%%%%% TRIAL JP %%%%%

%----------------------------------------------------------------
% 1. Defining variables
%----------------------------------------------------------------

var c y i q s pi piH piF psiF a mc phi pi_star y_star i_star eps_a eps_g eps_cp delta_e y_obs i_obs pi_obs s_obs q_obs y_star_obs i_star_obs pi_star_obs r delta_s; 
varexo gshock mshock phishock pi_starshock y_starshock i_starshock ashock cpshock sshock;

parameters h sigma alpha eta delta thetaH beta thetaF chi rhoi psi_pi psi_y psi_dy psi_de varphi rhog rhoa rhocp rhophi rhopi_star rhoy_star rhoi_star;


%----------------------------------------------------------------
% 2. Calibration (of parameters)
%----------------------------------------------------------------

h = 0.5; 
sigma = 1.2; 
alpha = 0.185; 
eta = 1.5; 
delta = 0.5; 
thetaH = 0.5;
beta = 0.99;
thetaF = 0.5;
chi = 0.01;
rhoi = 0.5;
psi_pi = 2.5;     
psi_y = 0.25;
psi_dy = 0.25;
psi_de = 0.25;
varphi = 1.5;   
rhog = 0.8;
rhoa = 0.8;
rhocp = 0.5;
rhophi = 0.8;
rhopi_star = 0.8;
rhoy_star = 0.8;  
rhoi_star = 0.8; 

%----------------------------------------------------------------
% 3. Model
%----------------------------------------------------------------

model(linear);

c-h*c(-1) = (c(+1)-h*c) - sigma^(-1)*(1-h)*(i-pi(+1)) + sigma^(-1)*(1-h)*(eps_g - eps_g(+1));            % eq (14)
(1-alpha)*c = y - alpha*eta*(2-alpha)*s - alpha*eta*psiF - alpha*y_star;                                 % eq (15)
s-s(-1) = piF - piH;                                                                                     % eq (16)
q = psiF + (1-alpha)*s;                                                                                  % eq (17)
piH-delta*piH(-1) = thetaH^(-1)*(1-thetaH)*(1-thetaH*beta)*mc + beta*(piH(+1)-delta*piH);                % eq (18)
mc = varphi*y - (1+varphi)*eps_a + alpha*s + sigma*(1-h)^(-1)*(c-h*c(-1));                               % equation for marginal cost
piF-delta*piF(-1) = thetaF^(-1)*(1-thetaF)*(1-thetaF*beta)*psiF + beta*(piF(+1)-delta*piF) + cpshock;    % eq (19)
pi = piH +alpha*(s-s(-1));                                                                               % eq (20)
(i-pi(+1)) - (i_star-pi_star(+1)) = (q(+1)-q) - chi*a - phi;                                             % eq (21)
c+a = beta^(-1)*a(-1) - alpha*(s+psiF) + y;                                                              % eq (22)
i = rhoi*i(-1) + psi_pi*pi + psi_y*y + psi_dy*(y-y(-1))+ +psi_de*delta_e + mshock;                       % eq (23)

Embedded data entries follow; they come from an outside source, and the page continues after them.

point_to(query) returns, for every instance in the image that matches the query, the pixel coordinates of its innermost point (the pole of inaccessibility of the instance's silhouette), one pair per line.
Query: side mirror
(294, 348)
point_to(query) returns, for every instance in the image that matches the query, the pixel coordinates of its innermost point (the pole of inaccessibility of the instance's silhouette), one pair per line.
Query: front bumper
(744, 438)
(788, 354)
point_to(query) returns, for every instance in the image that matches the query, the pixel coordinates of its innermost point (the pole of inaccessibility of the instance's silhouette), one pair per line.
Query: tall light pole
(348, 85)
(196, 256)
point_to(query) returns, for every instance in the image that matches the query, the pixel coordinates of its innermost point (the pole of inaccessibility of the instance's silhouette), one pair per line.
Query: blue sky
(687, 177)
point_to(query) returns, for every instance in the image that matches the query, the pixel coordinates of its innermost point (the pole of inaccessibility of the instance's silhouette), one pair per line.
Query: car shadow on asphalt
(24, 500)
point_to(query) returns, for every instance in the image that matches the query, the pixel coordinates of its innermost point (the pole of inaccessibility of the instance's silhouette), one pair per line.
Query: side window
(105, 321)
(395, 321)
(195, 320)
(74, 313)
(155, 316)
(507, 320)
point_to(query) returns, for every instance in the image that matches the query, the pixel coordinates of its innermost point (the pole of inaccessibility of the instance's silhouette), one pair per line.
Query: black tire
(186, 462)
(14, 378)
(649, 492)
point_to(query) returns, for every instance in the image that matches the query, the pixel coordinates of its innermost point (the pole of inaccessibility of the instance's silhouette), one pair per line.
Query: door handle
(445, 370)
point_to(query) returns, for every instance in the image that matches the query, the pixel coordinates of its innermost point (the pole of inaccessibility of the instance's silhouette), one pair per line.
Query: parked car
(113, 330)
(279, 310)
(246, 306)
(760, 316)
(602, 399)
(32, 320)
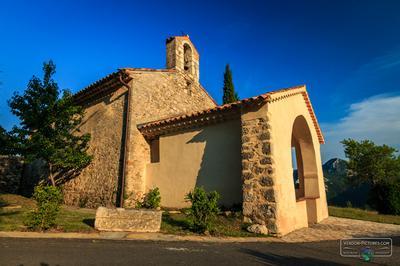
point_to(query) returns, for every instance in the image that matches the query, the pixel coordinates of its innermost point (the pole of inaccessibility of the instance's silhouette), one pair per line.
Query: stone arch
(307, 170)
(187, 58)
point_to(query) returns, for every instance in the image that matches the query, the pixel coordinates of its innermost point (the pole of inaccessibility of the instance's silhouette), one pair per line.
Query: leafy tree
(48, 203)
(48, 126)
(378, 166)
(371, 163)
(4, 141)
(204, 208)
(151, 200)
(230, 95)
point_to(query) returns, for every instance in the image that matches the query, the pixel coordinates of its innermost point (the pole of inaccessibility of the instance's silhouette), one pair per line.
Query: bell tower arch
(183, 56)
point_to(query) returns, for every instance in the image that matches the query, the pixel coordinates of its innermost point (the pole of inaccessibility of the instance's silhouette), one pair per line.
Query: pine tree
(229, 89)
(48, 128)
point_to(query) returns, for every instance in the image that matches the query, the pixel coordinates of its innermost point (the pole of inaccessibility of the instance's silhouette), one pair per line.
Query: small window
(155, 151)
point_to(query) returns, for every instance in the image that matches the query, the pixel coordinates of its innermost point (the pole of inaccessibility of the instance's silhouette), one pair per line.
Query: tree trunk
(51, 177)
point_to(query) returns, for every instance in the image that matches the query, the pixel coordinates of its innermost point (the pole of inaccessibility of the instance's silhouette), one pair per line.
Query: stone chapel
(160, 128)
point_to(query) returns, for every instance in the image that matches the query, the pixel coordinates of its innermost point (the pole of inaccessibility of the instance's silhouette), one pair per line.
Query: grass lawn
(14, 209)
(179, 224)
(359, 214)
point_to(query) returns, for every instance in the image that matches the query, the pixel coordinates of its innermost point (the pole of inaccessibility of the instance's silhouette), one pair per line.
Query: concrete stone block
(127, 220)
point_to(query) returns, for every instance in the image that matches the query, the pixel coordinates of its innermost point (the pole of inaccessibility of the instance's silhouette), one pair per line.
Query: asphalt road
(17, 251)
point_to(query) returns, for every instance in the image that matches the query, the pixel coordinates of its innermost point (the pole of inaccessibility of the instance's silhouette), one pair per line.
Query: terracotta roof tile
(268, 97)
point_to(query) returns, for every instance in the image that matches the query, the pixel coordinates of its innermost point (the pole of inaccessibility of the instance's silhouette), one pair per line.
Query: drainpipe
(126, 144)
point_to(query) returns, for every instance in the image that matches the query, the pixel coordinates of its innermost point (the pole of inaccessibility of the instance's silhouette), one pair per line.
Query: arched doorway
(306, 179)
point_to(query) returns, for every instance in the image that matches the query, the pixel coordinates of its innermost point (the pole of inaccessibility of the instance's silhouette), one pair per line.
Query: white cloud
(376, 118)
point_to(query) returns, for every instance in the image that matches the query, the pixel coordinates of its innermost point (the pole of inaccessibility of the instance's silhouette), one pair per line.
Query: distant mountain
(339, 191)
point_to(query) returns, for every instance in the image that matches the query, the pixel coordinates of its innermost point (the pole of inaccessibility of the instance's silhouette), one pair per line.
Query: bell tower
(183, 56)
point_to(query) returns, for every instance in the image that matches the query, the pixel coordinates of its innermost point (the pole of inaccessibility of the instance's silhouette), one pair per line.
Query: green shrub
(151, 200)
(385, 197)
(48, 202)
(204, 208)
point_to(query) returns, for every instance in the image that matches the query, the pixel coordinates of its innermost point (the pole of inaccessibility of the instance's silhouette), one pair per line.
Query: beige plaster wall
(208, 157)
(292, 215)
(97, 184)
(156, 95)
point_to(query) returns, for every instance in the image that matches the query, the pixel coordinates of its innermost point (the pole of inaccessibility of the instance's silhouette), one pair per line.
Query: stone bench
(127, 220)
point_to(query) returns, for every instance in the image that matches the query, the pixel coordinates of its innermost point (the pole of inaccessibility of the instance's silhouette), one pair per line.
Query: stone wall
(11, 169)
(259, 203)
(156, 95)
(97, 185)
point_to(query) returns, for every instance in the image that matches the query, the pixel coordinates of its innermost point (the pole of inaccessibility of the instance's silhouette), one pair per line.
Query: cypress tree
(229, 89)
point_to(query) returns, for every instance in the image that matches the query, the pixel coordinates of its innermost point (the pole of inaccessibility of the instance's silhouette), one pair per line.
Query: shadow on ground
(274, 259)
(89, 222)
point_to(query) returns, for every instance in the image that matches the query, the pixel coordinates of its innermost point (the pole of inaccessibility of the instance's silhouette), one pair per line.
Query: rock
(124, 220)
(258, 229)
(227, 213)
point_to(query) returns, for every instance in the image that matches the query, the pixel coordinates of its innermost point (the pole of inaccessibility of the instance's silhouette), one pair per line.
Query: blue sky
(346, 52)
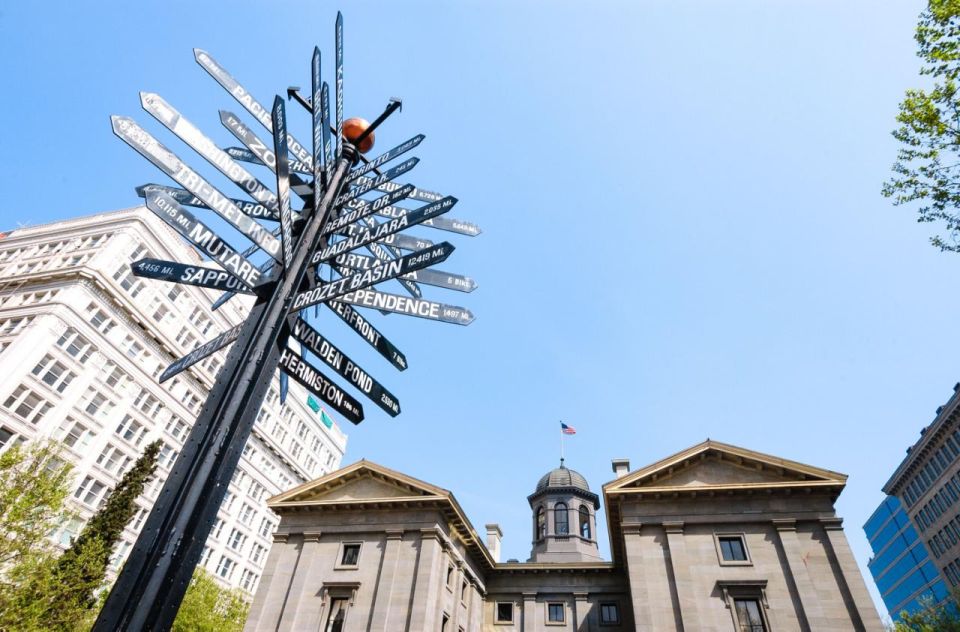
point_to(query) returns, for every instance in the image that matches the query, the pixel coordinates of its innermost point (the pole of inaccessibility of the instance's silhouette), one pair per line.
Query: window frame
(616, 611)
(563, 612)
(341, 554)
(717, 537)
(497, 620)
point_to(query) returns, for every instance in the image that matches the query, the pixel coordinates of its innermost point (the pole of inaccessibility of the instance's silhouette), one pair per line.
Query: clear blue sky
(683, 230)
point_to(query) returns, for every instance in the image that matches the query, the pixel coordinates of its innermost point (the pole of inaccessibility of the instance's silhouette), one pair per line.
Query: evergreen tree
(207, 607)
(86, 561)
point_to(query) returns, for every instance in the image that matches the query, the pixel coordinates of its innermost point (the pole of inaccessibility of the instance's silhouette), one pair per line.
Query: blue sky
(683, 230)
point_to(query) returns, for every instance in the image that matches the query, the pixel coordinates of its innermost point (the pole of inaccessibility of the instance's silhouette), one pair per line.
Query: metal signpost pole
(148, 592)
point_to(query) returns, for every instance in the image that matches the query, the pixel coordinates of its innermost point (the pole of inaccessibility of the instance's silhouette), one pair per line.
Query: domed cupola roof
(564, 480)
(563, 477)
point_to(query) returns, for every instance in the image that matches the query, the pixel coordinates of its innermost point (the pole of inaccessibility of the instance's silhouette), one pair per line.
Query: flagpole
(561, 443)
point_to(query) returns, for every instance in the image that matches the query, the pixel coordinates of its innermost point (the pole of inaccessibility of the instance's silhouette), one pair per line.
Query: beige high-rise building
(715, 538)
(82, 342)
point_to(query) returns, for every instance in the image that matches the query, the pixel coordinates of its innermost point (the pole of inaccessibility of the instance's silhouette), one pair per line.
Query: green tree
(53, 593)
(927, 169)
(34, 483)
(207, 607)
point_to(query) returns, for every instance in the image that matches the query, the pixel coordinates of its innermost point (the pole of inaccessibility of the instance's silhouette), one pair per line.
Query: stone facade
(714, 538)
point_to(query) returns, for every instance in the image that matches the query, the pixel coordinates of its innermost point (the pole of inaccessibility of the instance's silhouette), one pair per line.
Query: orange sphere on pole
(352, 128)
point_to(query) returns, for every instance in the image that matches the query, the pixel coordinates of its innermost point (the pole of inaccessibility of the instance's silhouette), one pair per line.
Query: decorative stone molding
(785, 524)
(675, 526)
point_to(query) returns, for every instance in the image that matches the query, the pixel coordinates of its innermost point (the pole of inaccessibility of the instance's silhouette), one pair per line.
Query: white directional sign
(150, 148)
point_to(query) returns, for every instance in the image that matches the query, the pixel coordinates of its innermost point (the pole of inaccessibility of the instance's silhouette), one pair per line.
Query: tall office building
(901, 565)
(82, 342)
(927, 484)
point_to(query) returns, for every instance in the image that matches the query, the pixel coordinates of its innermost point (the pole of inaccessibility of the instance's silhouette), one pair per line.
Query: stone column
(581, 613)
(651, 594)
(425, 598)
(301, 604)
(281, 565)
(864, 614)
(680, 564)
(388, 569)
(529, 623)
(793, 551)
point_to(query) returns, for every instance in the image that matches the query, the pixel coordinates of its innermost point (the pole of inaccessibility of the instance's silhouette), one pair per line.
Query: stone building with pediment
(713, 538)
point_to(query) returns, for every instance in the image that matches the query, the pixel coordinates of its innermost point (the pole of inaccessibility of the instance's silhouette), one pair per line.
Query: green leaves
(927, 169)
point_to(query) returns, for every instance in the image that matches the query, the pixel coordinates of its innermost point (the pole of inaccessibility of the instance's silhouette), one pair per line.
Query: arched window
(584, 522)
(561, 521)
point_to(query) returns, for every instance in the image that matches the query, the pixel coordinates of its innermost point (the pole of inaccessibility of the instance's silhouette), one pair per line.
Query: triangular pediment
(362, 481)
(714, 465)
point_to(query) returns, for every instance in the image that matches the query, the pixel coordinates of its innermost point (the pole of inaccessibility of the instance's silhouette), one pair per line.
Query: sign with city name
(313, 341)
(408, 306)
(378, 233)
(201, 236)
(365, 278)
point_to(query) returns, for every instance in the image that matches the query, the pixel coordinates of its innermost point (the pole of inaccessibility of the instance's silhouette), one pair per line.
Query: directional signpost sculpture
(313, 258)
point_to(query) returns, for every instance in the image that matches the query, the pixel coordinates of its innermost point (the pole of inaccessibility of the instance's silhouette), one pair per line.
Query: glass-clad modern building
(900, 565)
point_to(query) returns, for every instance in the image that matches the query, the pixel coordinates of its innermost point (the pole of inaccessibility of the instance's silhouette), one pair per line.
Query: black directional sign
(372, 276)
(167, 161)
(339, 86)
(189, 275)
(279, 118)
(362, 208)
(341, 202)
(325, 113)
(316, 115)
(418, 194)
(201, 352)
(386, 176)
(396, 240)
(370, 334)
(253, 209)
(366, 236)
(321, 386)
(337, 360)
(409, 306)
(387, 156)
(203, 237)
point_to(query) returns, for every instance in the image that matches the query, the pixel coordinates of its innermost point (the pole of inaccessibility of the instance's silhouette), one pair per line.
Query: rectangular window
(74, 434)
(27, 405)
(131, 430)
(351, 555)
(90, 492)
(749, 617)
(97, 404)
(225, 567)
(609, 614)
(556, 613)
(246, 514)
(236, 540)
(53, 373)
(732, 548)
(266, 527)
(257, 554)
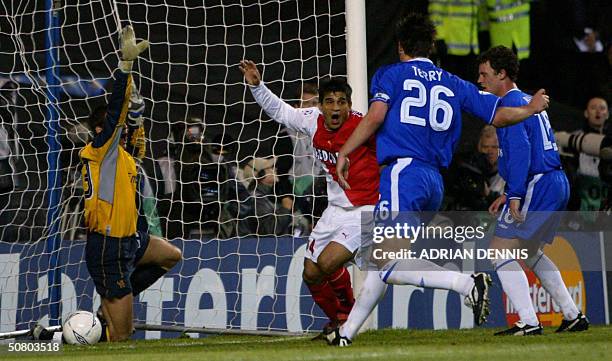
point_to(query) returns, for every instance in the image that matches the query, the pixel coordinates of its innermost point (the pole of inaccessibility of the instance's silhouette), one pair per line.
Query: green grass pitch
(387, 345)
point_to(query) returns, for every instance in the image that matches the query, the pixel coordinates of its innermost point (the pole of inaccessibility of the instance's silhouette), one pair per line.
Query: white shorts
(340, 225)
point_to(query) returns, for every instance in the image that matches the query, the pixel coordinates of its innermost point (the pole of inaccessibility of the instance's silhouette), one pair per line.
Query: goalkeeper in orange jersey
(122, 259)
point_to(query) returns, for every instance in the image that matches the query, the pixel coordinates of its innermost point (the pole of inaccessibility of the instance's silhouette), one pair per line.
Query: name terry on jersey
(432, 75)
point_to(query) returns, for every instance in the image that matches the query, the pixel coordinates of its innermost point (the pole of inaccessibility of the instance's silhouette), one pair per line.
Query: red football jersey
(363, 174)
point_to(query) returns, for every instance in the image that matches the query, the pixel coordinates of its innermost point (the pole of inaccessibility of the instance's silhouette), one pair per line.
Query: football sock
(514, 282)
(371, 292)
(340, 282)
(324, 296)
(551, 279)
(144, 276)
(424, 273)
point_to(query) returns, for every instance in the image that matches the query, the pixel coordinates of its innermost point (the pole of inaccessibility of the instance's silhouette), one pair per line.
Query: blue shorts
(409, 184)
(546, 199)
(111, 261)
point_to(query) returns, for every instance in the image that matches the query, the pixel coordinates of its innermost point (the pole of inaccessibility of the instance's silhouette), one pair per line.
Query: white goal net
(241, 267)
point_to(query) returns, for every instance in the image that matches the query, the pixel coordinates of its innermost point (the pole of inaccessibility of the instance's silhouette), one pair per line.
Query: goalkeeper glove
(135, 109)
(138, 143)
(130, 49)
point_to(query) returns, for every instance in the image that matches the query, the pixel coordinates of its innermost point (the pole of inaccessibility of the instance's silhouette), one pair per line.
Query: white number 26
(435, 105)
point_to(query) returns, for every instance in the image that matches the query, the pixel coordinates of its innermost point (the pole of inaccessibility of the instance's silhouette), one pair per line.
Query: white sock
(424, 273)
(514, 282)
(372, 290)
(551, 279)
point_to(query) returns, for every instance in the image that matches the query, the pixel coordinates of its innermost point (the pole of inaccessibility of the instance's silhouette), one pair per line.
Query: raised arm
(507, 116)
(301, 120)
(117, 107)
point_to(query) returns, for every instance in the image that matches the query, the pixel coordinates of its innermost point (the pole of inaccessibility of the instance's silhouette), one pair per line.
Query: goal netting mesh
(242, 266)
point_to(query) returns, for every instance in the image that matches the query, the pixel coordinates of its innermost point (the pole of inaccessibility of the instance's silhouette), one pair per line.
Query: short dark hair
(333, 85)
(416, 34)
(307, 87)
(501, 57)
(310, 88)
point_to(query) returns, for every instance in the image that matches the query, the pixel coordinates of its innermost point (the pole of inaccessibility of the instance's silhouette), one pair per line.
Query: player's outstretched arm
(506, 116)
(115, 115)
(130, 50)
(366, 128)
(301, 120)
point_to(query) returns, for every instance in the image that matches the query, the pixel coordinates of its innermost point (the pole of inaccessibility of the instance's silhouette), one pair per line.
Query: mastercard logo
(563, 255)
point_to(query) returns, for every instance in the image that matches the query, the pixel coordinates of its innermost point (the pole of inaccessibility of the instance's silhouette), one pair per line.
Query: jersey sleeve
(299, 119)
(478, 103)
(108, 140)
(382, 86)
(518, 159)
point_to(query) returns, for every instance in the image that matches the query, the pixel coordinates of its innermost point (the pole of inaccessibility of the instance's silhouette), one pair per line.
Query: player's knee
(312, 275)
(173, 256)
(327, 267)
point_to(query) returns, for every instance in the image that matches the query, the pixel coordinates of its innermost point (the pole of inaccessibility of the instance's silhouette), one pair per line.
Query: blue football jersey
(423, 118)
(525, 149)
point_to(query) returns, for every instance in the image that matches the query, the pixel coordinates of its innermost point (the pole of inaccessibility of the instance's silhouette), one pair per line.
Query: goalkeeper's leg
(118, 317)
(154, 258)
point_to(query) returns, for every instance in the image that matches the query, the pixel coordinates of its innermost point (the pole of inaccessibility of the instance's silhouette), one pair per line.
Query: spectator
(192, 212)
(589, 190)
(489, 146)
(270, 215)
(588, 41)
(474, 181)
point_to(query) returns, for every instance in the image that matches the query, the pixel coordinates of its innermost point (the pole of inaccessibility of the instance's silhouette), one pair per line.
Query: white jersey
(326, 143)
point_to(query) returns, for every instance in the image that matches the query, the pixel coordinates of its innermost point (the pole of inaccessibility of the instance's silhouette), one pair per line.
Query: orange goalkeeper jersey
(109, 172)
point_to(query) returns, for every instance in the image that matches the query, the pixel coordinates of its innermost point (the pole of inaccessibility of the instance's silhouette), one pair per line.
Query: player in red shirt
(336, 238)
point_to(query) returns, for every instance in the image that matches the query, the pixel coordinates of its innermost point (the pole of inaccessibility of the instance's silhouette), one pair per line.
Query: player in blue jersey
(416, 109)
(536, 190)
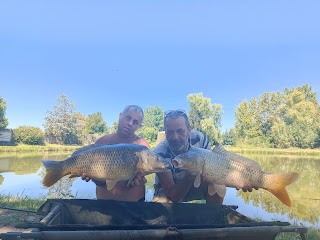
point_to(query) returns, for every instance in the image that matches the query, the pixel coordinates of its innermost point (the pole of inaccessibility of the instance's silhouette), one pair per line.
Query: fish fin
(53, 172)
(84, 149)
(221, 150)
(278, 184)
(73, 175)
(134, 175)
(197, 181)
(111, 184)
(216, 188)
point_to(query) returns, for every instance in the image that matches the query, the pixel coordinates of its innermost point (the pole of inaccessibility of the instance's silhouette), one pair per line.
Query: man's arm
(175, 191)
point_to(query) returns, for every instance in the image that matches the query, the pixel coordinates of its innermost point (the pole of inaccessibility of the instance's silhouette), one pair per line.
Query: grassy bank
(276, 151)
(38, 149)
(71, 148)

delta_e + pi_star - piF =(psiF - psiF(-1));                                                              % equation for including delta_e

eps_g = rhog*eps_g(-1) + gshock;                                                                         % equation specifying gshock
eps_a = rhoa*eps_a(-1) + ashock;                                                                         % equation specifying eps_a
eps_cp = rhocp*eps_cp(-1) + cpshock;                                                                     % equation specifying eps_cp
phi = rhophi*phi(-1) + phishock;                                                                         % equation specifying phi


pi_star = rhopi_star*pi_star(-1)+ pi_starshock;                                                          % AR(1) process for pi_star
y_star = rhoy_star*y_star(-1) + y_starshock;                                                             % AR(1) process for y_star
i_star = rhoi_star*i_star(-1) + i_starshock;                                                             % AR(1) process for i_star


y_obs = y - steady_state(y);
pi_obs = pi - steady_state(pi);
i_obs = i - steady_state(i);
q_obs = q - steady_state(q);
s_obs = s - steady_state(s);
y_star_obs = y_star - steady_state(y_star);
i_star_obs = i_star -steady_state(i_star);
pi_star_obs = pi_star - steady_state(pi_star);                                                                                                         

r = i - pi;
delta_s = s-s(-1);

end;


%----------------------------------------------------------------
% 4. Computation (Steady state and the 1st-order approx. solution
%----------------------------------------------------------------

% Exact steady state
initval; 
    c = 0; 
    i = 0; 
    pi = 0; 
    y = 0; 
    s = 0; 
    psiF = 0; 
    piH = 0; 
    q = 0; 
    a = 0; 
    mc = 0; 
    eps_g = 0; 
    phi = 0; 
    pi_star = 0; 
    y_star = 0; 
    i_star = 0;
    eps_a = 0;
    delta_e = 0;
    y_obs = 0;
    i_obs = 0;
    pi_obs = 0;
    s_obs = 0;
    q_obs= 0;
    y_star_obs = 0;
    i_star_obs = 0;
    pi_star_obs = 0;
end;


steady;

check;

shocks;
var gshock; stderr 1;
var ashock; stderr 1;
var phishock; stderr 1;
var mshock; stderr 1;
var cpshock; stderr 1;
var sshock; stderr 1;
var pi_starshock; stderr 1;
var y_starshock; stderr 1;
var i_starshock; stderr 1;
end;

varobs y_obs pi_obs s_obs q_obs i_obs y_star_obs pi_star_obs i_star_obs;

estimated_params;
h, beta_pdf, 0.5, 0.25;
sigma, gamma_pdf, 1.2, 0.4;
eta, gamma_pdf, 1.50, 0.75;
delta, beta_pdf, 0.5, 0.25;
thetaH, beta_pdf, 0.5, 0.1;
varphi,gamma_pdf, 1.5, 0.75;
thetaF,  beta_pdf, 0.5, 0.1;
rhoi,  beta_pdf, 0.5, 0.25;
psi_pi,  gamma_pdf, 1.50, 0.30;     
psi_y, gamma_pdf, 0.25, 0.13;     
psi_dy, gamma_pdf, 0.25, 0.13;
psi_de, gamma_pdf, 0.25, 0.13;
end;


%BAYNESIAN ESTIMATION

%Step 1
//estimation(datafile=JPdata2,mode_compute=4,mh_replic=0);

%Step 2
//estimation(datafile=JPdata2,mode_compute=0,mode_file=TRIAL_JP4_MATT_mode,mh_replic=5000,mh_nblocks=2,mh_drop=0.4,mh_jscale=0.7);

%Step 3
estimation(datafile=JPdata2,mode_compute=6,mh_replic=10000,mh_nblocks=2,mh_drop=0.1,conf_sig=0.95,mh_conf_sig=0.95,moments_varendo,bayesian_irf,irf=6);

% SOLVE THE MODEL - USING CALIBRATIONS
//stoch_simul(irf=6, order=1);